Under the Model Overview tab, you can view the following metrics for your deployed build:

  • Average message throughput
  • Total consumed messages
  • Total produced messages
  • Consumer lag
  • Errors consuming messages
  • Errors producing messages
  • Memory, CPU and GPU utilization


Configuring streaming models

Qwak's streaming deployments allow you to configure multiple consumer and producer specifications for a more granular control.

Consumer configuration

Consumer Bootstrap servers (Required)

A list of Kafka bootstrap server to consume messages for model inference.

Consumer Topic (Required)

The Kafka topic to consume messages for model inference.

Consumer group (Required)

The name of the consumer group the model inference is attached to.

Group ID

Used to identify a group of consumers that belong to the same consumer group. Each message in a partition is delivered to only one consumer within the same group, enabling load balancing and parallel processing.

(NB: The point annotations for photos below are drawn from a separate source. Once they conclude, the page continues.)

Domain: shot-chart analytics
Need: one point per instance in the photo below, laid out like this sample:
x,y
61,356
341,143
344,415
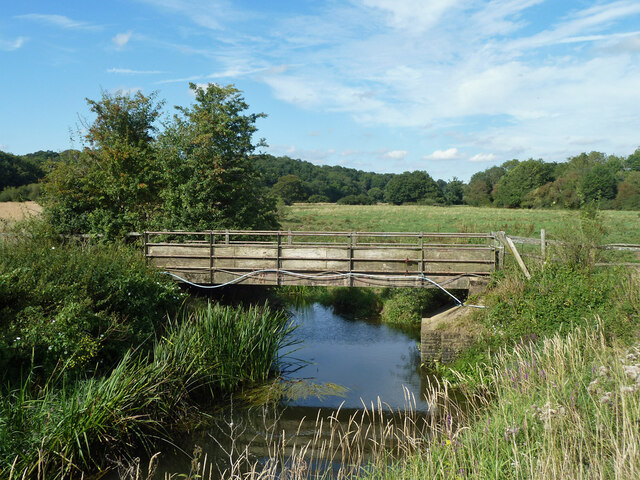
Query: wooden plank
x,y
507,240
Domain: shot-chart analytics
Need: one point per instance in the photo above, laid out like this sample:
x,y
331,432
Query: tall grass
x,y
568,407
62,429
622,226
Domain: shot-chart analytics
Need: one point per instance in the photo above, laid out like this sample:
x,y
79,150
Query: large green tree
x,y
517,182
111,186
205,154
412,187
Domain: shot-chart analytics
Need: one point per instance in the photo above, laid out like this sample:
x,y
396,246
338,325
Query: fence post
x,y
211,242
278,261
509,243
145,242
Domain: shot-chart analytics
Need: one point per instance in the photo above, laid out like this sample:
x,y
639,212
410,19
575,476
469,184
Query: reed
x,y
65,428
568,407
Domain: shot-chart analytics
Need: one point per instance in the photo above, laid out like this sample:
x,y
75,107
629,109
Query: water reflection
x,y
371,360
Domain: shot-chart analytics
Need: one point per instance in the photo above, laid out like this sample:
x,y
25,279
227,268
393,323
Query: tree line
x,y
199,169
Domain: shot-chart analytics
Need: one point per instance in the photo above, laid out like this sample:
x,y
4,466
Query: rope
x,y
326,277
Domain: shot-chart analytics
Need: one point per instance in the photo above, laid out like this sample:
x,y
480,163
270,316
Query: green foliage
x,y
290,189
330,182
17,170
633,161
361,199
599,183
67,429
514,185
628,196
197,174
411,187
111,187
315,198
453,192
210,181
77,304
481,187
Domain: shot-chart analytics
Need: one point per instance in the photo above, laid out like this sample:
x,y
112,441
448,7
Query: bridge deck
x,y
457,260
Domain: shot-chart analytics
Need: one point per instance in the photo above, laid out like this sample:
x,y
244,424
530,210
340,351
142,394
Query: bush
x,y
361,199
315,198
76,304
21,194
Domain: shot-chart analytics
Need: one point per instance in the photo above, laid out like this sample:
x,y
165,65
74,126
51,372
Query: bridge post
x,y
352,242
145,242
211,242
422,259
278,259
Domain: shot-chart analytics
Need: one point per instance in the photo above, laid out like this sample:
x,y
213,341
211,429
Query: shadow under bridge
x,y
357,259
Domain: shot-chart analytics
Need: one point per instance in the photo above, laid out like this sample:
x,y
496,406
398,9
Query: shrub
x,y
21,194
80,304
360,199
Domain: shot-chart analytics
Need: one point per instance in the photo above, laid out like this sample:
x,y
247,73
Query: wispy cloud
x,y
449,154
10,45
395,154
128,71
121,39
60,21
483,157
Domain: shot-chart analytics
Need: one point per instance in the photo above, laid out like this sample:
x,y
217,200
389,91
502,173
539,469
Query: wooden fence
x,y
455,260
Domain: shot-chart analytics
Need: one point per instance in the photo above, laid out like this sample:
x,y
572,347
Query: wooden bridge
x,y
363,259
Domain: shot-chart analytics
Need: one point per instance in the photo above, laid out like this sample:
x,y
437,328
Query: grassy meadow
x,y
622,226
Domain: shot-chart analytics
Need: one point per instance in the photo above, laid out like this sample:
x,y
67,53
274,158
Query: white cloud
x,y
449,154
414,15
10,45
395,154
58,21
121,39
128,71
181,80
483,157
508,82
126,90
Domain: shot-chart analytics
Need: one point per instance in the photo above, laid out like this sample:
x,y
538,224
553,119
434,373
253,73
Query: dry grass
x,y
622,226
12,211
568,408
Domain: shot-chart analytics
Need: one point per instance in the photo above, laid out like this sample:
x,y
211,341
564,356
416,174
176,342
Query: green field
x,y
622,226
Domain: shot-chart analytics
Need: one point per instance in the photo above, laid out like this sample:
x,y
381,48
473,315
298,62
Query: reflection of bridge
x,y
363,259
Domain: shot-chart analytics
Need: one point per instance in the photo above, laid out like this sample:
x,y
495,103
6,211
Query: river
x,y
374,363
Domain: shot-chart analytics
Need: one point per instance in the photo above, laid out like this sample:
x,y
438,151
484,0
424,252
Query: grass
x,y
623,226
567,407
66,427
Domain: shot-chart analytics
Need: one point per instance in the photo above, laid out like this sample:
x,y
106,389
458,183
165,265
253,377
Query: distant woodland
x,y
612,181
204,164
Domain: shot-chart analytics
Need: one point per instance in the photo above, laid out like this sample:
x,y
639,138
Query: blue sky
x,y
447,86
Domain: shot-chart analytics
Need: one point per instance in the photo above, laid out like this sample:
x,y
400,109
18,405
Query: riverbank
x,y
101,355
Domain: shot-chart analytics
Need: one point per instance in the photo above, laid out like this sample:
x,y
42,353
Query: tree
x,y
290,189
480,190
599,183
453,192
514,185
633,161
209,180
110,187
411,187
628,197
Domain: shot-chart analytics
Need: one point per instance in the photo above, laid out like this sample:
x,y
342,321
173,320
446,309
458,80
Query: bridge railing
x,y
324,258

Auto offset reset (default: earliest)

Defines what happens when a consumer first joins a consumer group or when the consumer is unable to find a valid offset (e.g., because the offset doesn't exist or has been deleted). It determines whether the consumer should start reading messages from the earliest available offset ("earliest") or from the latest offset ("latest") in the topic.

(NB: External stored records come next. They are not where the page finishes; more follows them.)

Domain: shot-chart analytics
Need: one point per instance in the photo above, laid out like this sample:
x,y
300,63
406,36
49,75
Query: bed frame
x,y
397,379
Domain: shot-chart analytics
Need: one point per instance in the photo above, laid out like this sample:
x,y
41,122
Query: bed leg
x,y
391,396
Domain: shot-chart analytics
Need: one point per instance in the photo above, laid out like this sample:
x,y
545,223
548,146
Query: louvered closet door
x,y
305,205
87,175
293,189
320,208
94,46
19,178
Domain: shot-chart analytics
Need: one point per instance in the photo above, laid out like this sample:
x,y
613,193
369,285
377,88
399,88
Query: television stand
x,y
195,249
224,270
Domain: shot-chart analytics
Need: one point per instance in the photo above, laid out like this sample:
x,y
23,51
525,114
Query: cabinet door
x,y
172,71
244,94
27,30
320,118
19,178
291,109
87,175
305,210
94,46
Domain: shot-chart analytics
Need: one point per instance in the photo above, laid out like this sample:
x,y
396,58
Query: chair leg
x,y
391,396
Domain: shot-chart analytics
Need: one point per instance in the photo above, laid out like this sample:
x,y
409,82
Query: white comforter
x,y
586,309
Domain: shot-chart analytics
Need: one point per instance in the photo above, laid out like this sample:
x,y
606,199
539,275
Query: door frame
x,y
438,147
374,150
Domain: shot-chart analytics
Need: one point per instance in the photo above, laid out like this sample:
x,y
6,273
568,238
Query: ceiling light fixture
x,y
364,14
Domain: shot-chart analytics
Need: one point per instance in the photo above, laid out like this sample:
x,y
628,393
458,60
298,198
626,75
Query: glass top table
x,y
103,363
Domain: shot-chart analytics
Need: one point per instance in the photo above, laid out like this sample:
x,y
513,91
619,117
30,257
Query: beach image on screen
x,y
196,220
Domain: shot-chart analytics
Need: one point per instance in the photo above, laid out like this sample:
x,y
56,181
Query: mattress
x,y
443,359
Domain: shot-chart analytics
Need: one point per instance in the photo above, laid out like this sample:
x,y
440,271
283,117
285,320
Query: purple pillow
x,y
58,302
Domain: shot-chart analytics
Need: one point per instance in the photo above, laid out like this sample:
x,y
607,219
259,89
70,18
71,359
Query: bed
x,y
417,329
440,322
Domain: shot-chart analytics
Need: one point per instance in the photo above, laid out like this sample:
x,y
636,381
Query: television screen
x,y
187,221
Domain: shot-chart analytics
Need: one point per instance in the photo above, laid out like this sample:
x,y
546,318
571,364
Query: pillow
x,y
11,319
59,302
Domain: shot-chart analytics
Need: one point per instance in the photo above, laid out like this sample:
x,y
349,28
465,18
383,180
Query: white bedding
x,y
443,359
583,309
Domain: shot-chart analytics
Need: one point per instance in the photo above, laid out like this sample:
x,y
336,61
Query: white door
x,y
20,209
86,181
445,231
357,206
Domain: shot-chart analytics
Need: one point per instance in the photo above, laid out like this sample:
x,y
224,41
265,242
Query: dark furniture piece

Consumer timeout (default: 60000 ms)

The maximum amount of time a consumer can be inactive before it is considered dead or no longer part of the consumer group. If a consumer does not send a heartbeat to Kafka within this timeout period, it may be removed from the group, and its partitions will be reassigned to other consumers.

Max batch (default: 1)

The maximum number of records the consumer will attempt to fetch in a single poll request to Kafka, which can affect throughput and latency.

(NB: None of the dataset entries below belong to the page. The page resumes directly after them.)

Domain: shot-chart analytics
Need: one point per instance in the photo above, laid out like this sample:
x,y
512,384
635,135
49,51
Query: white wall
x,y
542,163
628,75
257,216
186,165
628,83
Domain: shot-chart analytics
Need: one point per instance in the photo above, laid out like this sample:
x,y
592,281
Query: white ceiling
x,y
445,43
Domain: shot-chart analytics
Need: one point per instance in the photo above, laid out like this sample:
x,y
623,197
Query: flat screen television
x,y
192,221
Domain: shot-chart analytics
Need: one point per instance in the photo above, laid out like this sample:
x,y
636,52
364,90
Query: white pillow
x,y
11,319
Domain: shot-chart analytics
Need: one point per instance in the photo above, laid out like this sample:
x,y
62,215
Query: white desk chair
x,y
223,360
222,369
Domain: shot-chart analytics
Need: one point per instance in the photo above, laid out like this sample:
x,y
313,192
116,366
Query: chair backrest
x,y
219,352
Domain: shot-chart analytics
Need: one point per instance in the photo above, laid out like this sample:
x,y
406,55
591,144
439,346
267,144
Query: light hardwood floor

Max polling latency (default: 1000 ms)

The maximum amount of time the consumer is willing to wait in a single poll request for new records to be available in the topic. If no new records are available within this time limit, the poll request will return empty.


Producer configuration

Producer Bootstrap servers (Required)

A list of Kafka bootstrap server to produce model inference outputs.

Producer Topic (Required)

The Kafka topic to produce messages after model inference

Compression type (default: uncompressed)

Determine how the messages sent by the producer are compressed before being stored in Kafka. Compressing messages can significantly reduce the amount of data transmitted over the network and storage requirements in Kafka. Kafka supports different compression types, and the producer can choose one of the following options

1. No Compression ("none")

Messages are not compressed at all. This option is suitable when message size is not a concern, and the data is already compressed or highly optimized.

2. Gzip Compression ("gzip")

Messages are compressed using the gzip algorithm. Gzip provides a good balance between compression ratio and processing overhead.

3. Snappy Compression ("snappy")

Messages are compressed using the Snappy compression algorithm. Snappy is faster than gzip but may not achieve the same compression ratio.

4. LZ4 Compression ("lz4")

Messages are compressed using the LZ4 compression algorithm. LZ4 is faster than both gzip and Snappy but may have a slightly lower compression ratio.